Supernova is not a bad movie because it is about a gay couple. Sure, the Catholic Church does not condone homosexuality. If you want a less theologically worded defense of this position, check out Theology of the Body. Sexuality and creation go hand-in-hand, and it makes the points about heterosexuality far more eloquently than me. Sexual choices aside, I actually think any couple can learn a thing or two about affection from this movie. No, this is an awful film for two reasons: first, for a movie with a road trip as a backdrop, it never gets anywhere until nearly the end; secondly, because it essentially condones suicide. Pacing can be a matter of taste, and I prefer one that moves along a little more briskly. What I cannot support is Tusker’s decision to end his life. Yes, this is me as a Catholic saying this, and it is part of Catholicism’s pro-life stance. Being pro-life is not solely about being against abortion. The Church also sees execution and anything else that cuts life short before it would end due to natural causes as wrong. I suppose it goes without saying that characters like Tusker and Sam would see things differently, but our lives are not our own. Additionally, our time on this earth is a fleeting gift, and it has value no matter what condition you are in. That has been the view of the Church from the start, and it has cared for those who cannot care for themselves for centuries. Interestingly, the film addresses the idea of Sam putting Tusker in some facility, where they would occasionally visit despite one not knowing the other. It paints this scenario as bleak, as if showing such devotion was a character flaw or something that normal people should not want to do. The desire to continue to have a person with dementia in ones life in some form demonstrates a love that is approaching divine. Anytime you can do that, you are doing something right.

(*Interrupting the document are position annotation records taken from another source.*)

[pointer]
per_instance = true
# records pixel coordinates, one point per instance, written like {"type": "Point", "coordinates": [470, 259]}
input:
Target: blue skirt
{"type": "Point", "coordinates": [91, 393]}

I sat in the theater, alone (I mean, I was the only one there), and was ready for Supernova to be over within the first fifteen minutes. Luckily it is a tad under an hour and a half, though I still managed to download a chess app in the middle of it and play a match. This was during the party scene. Hey, I could still hear it! There are a few scenes of Sam and Tusker in bed with each other, and one that suggests that they had sex with Sam’s naked profile spooning Tusker’s covered form. There is also a scene towards the end, after Tusker’s plan has been fully revealed and accepted, where they make love. It has the air of desperation. It is dark, though, and you cannot really see anything, making it sort of an autonomous sensory meridian response (be honest, how many of you know that is what ASMR stood for) session, which somehow makes it even more uncomfortable. Look, they are dealing with some weighty issues, and I have never enjoyed arguing (which they did a lot of before this scene), but throw in the sounds of sobs and kissing and it was a little grating. Critics will laud the performances. Fine. But it does not get The Legionnaire‘s recommendation because it is slow and seems to make suicide acceptable.